Studies have shown that thirty or forty proteins are required to produce a functioning flagellum in the cell. About half of the proteins are components of the finished structure, whil the others are necessary for the construction of the parts that act as the propeller, drive shaft, hook, and so forth- no functioning flagellum is built (Derosier 1998; Shapiro 1995).

A hook by itself, or a driveshaft by itself, will not act as a propulsive device.

Also, there is associated with the functioning of the flagellum an intricate control system, which tells the flagellum when to rotate, when to stop, and sometimes when to reverse itself and rotate in the opposite direction. This allows the bacterium to swim forward or away from an appropriate signal, rather than in a random direction that could much more easily take it the wrong way.

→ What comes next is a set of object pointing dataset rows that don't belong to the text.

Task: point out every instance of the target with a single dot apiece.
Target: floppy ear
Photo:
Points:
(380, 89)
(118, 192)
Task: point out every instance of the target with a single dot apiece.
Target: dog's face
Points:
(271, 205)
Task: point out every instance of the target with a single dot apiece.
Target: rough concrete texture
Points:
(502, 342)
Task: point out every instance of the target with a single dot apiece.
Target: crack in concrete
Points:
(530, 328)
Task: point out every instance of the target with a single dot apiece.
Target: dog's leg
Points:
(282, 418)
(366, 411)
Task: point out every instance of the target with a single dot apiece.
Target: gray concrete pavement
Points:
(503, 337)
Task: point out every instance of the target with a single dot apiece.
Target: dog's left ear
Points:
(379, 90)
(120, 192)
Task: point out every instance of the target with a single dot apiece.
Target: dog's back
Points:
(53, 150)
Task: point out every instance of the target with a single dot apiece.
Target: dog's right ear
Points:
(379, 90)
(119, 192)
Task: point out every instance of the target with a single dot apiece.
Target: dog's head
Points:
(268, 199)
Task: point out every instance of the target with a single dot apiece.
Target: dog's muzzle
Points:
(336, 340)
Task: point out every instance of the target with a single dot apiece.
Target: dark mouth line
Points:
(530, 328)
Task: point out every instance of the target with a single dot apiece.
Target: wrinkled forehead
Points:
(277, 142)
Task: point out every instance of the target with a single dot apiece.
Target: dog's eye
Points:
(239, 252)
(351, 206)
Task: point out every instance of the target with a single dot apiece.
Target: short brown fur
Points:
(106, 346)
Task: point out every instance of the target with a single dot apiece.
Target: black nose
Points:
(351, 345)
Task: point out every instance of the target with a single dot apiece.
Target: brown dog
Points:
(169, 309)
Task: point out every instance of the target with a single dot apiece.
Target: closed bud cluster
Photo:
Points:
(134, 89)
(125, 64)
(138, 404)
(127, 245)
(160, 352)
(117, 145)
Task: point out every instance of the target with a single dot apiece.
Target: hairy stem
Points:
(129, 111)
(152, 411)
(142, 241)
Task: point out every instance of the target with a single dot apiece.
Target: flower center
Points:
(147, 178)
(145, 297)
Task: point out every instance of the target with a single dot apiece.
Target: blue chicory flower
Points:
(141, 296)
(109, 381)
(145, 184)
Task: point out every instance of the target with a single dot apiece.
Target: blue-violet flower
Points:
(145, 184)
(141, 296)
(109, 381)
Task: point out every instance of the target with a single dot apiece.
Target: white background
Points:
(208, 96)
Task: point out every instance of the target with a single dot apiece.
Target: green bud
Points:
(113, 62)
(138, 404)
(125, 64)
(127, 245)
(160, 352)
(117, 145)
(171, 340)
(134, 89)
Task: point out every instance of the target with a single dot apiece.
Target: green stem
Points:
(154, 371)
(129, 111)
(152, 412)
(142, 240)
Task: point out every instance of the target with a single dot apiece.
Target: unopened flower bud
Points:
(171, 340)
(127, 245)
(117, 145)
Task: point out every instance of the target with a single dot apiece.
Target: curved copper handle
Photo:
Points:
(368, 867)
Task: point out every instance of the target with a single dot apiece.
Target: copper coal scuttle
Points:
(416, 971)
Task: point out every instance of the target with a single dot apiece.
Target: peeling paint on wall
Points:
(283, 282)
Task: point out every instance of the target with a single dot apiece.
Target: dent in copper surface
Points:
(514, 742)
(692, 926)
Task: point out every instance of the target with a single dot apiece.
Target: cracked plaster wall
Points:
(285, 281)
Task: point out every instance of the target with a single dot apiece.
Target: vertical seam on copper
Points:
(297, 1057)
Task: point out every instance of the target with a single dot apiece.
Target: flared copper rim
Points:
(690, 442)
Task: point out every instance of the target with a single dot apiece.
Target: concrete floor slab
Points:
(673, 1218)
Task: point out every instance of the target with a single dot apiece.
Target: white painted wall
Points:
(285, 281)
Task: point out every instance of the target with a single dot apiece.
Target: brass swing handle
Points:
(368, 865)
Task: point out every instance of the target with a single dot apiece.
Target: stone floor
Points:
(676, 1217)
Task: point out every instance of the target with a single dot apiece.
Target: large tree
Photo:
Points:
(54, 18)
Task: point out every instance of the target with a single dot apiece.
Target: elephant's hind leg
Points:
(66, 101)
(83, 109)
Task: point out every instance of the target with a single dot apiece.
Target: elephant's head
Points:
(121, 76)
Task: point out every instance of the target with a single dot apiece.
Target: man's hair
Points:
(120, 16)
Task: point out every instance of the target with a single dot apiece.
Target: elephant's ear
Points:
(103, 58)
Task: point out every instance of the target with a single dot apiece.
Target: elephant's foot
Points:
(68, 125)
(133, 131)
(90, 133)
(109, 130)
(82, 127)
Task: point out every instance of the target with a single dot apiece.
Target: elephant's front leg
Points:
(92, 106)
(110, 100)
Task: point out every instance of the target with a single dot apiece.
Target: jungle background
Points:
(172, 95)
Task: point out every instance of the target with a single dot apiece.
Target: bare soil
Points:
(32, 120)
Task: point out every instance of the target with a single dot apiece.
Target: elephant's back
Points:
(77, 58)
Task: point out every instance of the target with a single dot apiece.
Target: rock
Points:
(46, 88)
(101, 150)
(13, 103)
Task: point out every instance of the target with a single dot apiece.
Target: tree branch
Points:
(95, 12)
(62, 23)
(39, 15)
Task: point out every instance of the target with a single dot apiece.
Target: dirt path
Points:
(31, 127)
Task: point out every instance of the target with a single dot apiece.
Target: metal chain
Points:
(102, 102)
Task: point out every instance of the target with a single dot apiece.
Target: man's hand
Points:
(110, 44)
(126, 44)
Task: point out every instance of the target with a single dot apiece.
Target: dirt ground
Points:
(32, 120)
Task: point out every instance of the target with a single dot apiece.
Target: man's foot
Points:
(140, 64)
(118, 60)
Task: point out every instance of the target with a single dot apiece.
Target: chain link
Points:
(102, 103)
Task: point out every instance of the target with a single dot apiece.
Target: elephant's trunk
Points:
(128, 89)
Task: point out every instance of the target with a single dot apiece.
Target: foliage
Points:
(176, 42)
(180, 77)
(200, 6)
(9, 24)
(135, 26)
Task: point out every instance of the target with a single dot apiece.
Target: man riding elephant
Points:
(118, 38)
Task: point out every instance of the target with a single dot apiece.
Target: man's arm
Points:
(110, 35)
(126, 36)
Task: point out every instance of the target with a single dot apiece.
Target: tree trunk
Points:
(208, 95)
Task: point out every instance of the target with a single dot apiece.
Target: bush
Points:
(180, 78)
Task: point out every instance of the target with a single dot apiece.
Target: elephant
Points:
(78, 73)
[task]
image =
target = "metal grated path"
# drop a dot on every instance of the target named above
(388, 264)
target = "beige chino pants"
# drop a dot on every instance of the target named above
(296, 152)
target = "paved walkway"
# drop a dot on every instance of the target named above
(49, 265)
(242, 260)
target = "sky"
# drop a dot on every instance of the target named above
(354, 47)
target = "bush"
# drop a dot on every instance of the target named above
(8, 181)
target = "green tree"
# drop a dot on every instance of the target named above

Thus the problem of accounting for the origin of the flagellum is not limited to the flagellum itself but extends to associated control systems as well.

Second of all, a more subtle problem is how the parts assemble themselves into a whole.

The information for assembling a bacterial flagellum resides in the component proteins of the structure itself.

Recent work shows that the assembly process for a flagellum is exceedingly elegant and intricate (Yonekura et al. 2000).

If that assembly information is absent from the proteins, then no flagellum is produced. Thus, even if we had a hypothetical cell in which proteins homologous to all of the parts of the flagellum were present (perhaps performing jobs other than propulsion) but were missing the information on how to assemble themselves into a flagellum, we could still not get the structure (Dembski and Ruse 2004).

The problem of irreducibility would remain.